Vücudumuz oldukça tembeldir. Eğer hormonlar (veya kendi üretebildiği diğer maddeler) dışarıdan geliyorsa kendi üretimi yavaş yavaş yavaşlar. Hastada halsizlik, kilo kaybı, merkezi sinir sistemi depresyonu, kan basıncını düşürme vardır.

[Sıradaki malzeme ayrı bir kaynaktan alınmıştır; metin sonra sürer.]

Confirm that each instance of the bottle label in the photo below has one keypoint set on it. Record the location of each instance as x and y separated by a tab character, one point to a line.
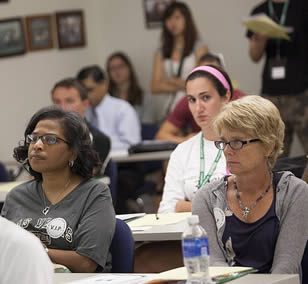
195	247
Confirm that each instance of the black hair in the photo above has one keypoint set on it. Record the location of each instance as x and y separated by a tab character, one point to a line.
92	71
209	57
222	91
190	30
72	83
135	93
77	135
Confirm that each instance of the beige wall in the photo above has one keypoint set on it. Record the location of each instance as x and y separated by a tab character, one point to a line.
111	25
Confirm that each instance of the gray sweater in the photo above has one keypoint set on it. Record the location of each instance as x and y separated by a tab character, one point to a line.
210	204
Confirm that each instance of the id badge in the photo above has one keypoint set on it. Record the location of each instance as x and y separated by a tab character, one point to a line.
277	67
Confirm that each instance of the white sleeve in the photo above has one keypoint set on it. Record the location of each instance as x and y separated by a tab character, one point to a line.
174	183
23	259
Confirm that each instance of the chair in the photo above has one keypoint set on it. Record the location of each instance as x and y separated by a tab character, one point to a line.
122	249
112	172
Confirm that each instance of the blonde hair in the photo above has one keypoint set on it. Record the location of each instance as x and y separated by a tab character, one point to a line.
256	117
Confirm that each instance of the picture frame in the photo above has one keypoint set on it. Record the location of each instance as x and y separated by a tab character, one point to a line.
12	37
154	11
39	32
70	29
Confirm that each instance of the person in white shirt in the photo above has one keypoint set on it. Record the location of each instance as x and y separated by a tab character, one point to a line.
23	259
197	161
117	119
113	116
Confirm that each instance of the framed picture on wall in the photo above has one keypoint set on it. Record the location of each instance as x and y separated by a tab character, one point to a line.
70	29
12	37
39	32
153	11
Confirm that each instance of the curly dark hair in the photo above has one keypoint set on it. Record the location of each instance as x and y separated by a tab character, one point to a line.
135	93
77	135
190	31
222	91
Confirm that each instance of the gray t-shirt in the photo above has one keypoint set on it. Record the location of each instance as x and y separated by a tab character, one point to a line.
83	221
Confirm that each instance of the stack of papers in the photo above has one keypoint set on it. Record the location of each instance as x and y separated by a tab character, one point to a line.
219	274
159	219
264	25
115	279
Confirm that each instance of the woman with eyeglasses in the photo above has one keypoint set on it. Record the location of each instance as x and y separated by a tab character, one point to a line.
254	217
69	211
197	161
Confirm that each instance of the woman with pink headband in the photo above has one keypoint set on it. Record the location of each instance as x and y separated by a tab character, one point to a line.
197	161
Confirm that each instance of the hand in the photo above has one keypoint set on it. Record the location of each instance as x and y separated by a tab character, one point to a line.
259	39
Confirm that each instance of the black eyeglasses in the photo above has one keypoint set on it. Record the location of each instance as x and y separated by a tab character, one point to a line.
48	139
234	144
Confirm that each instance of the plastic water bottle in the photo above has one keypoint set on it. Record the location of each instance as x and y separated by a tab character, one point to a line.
196	252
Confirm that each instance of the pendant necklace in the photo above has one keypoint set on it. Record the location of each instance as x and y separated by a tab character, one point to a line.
246	210
47	208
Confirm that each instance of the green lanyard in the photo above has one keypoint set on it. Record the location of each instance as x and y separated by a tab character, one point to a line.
282	18
205	179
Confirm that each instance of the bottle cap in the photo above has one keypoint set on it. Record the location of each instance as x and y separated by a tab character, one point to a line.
193	220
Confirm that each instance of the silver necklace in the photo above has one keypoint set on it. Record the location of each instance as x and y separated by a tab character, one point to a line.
246	210
47	208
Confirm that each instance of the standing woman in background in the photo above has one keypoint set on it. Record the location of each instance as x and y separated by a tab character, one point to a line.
123	84
178	54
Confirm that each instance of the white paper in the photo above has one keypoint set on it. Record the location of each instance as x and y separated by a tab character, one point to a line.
115	279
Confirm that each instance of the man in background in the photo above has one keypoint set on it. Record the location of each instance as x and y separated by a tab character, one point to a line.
116	117
285	72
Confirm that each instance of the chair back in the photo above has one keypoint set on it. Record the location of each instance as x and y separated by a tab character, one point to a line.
148	131
122	249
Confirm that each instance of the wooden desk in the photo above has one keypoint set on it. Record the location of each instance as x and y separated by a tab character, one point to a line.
123	156
172	232
60	278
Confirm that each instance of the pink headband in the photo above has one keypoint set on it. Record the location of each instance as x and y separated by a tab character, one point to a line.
217	74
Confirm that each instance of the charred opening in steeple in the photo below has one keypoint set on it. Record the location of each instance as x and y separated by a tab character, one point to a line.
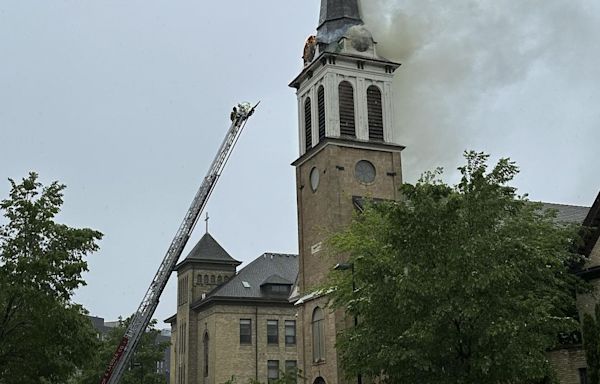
336	17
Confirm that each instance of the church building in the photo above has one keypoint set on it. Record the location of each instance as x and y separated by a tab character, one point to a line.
270	317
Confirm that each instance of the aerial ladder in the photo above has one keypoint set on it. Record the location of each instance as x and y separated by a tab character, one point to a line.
118	364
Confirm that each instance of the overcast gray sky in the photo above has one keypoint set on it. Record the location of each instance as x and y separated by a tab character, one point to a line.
127	102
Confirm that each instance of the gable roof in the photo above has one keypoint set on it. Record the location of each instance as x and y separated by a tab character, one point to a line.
276	280
246	285
208	250
592	221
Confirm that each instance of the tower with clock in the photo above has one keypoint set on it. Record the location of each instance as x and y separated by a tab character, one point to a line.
349	151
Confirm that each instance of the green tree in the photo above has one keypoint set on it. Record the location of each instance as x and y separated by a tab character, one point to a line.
142	367
463	284
591	343
44	336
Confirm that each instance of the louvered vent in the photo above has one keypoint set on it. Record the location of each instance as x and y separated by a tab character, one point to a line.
375	112
308	123
321	101
347	124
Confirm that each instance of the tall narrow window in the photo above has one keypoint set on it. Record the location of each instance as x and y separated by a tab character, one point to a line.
308	123
245	331
583	376
375	111
290	332
272	332
321	105
291	370
318	328
206	354
347	122
272	370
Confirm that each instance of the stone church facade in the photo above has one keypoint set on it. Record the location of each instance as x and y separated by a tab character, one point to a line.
243	323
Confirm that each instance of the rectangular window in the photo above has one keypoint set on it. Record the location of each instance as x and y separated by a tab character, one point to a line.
582	375
245	331
291	370
272	332
290	332
272	370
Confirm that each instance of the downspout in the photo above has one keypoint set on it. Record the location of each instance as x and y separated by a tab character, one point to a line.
256	343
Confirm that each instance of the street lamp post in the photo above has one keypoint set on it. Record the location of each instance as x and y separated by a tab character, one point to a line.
345	267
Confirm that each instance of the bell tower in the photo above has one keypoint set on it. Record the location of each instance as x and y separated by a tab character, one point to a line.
349	151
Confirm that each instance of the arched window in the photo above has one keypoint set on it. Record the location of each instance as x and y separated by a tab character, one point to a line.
347	122
375	112
205	354
318	328
308	122
321	105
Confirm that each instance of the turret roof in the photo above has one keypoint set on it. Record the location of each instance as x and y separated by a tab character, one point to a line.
209	250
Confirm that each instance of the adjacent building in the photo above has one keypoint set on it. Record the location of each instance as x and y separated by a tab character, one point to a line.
232	324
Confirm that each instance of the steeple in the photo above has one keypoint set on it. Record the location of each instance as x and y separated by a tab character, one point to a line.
336	17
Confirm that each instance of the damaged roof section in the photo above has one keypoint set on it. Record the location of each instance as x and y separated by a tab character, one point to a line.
337	16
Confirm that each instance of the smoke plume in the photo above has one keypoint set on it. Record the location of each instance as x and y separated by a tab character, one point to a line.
477	73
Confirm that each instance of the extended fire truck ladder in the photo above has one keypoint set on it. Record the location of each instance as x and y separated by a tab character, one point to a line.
142	317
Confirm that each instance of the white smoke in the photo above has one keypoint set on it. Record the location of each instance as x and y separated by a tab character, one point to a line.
462	58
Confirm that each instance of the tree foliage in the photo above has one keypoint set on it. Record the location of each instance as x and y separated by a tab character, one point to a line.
591	343
463	284
44	336
143	364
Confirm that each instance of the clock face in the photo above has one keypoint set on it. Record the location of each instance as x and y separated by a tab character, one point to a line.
365	172
314	179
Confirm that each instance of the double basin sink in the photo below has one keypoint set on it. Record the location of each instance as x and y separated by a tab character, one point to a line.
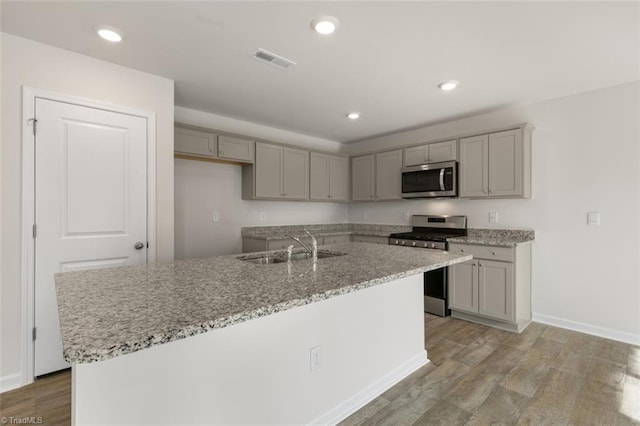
281	257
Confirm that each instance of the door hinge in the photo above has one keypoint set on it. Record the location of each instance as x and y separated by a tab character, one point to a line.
34	122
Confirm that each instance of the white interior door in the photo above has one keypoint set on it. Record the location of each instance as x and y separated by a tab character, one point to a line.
90	204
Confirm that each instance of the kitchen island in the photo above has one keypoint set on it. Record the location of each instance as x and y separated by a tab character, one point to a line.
224	340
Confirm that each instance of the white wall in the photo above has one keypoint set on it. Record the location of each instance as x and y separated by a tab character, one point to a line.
586	158
202	188
28	63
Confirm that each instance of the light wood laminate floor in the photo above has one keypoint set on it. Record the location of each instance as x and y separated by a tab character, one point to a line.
477	376
483	376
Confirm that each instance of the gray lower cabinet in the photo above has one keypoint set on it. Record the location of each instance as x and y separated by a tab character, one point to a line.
494	288
370	239
328	177
279	172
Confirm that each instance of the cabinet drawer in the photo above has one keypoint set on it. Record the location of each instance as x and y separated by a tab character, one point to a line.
504	254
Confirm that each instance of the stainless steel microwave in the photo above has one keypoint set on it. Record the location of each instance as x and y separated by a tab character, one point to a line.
432	180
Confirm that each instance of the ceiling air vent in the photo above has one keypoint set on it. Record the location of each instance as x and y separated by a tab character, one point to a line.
273	59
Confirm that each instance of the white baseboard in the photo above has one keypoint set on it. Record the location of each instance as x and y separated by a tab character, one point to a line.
10	382
362	398
595	330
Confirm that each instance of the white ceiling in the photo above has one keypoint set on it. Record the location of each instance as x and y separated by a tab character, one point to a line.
385	60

Böyle bir reaksiyonu önlemek için, tedavi dozajda kademeli bir azalma ile gerçekleştirilir. Yetersizlik zaten gelişmişse, nötralize etmek için kortikotropin uygulanır.

İlaç listesi: tablo

Ticari unvan Aktif maddeler Ana eylem Süre
Kortizon, kortizon asetatKortizonAnti-enflamatuar, anti-alerjik. Çoğu zaman adrenal yetmezliği düzeltmek için reçete edilir.kısa eylem
Locoid, latikort, Hyoxysone, vb.hidrokortizon
Dekortin, Prednizol. Descartes vb.prednizolonHem intravenöz uygulama için, tablet şeklinde, eklem içine enjeksiyon, merhem, göz damlası için kullanılabilir.Orta etkili ilaçlardır.
Medrol, metipred, Lemodmetilprednizolon
Dexamet, Dexazon, Dexoftan, Maksidez, Oftan.dekstametazonUzun süreli bir etkiye sahip olmak
Forokort, Kenalog, Azmakorttriamsinolon

Çözüm

Kortikosteroidlerin ne tür ilaçlardan, bu malzemeden net olması gerekir. Eylemleri, zararlı olduğu kadar eşit derecede faydalıdır. Ancak çocuklar da dahil olmak üzere birçok kişinin hayatını kolaylaştırıyorlar. Bu nedenle, onun hakkında mümkün olduğunca çok şey bilmeniz gerekir. Ayrıca uygun tedavi ile doktor tavsiyesi üzerine daha güvenli ilaçlarla değiştirilir.

Kendinize ve sevdiklerinize iyi bakın!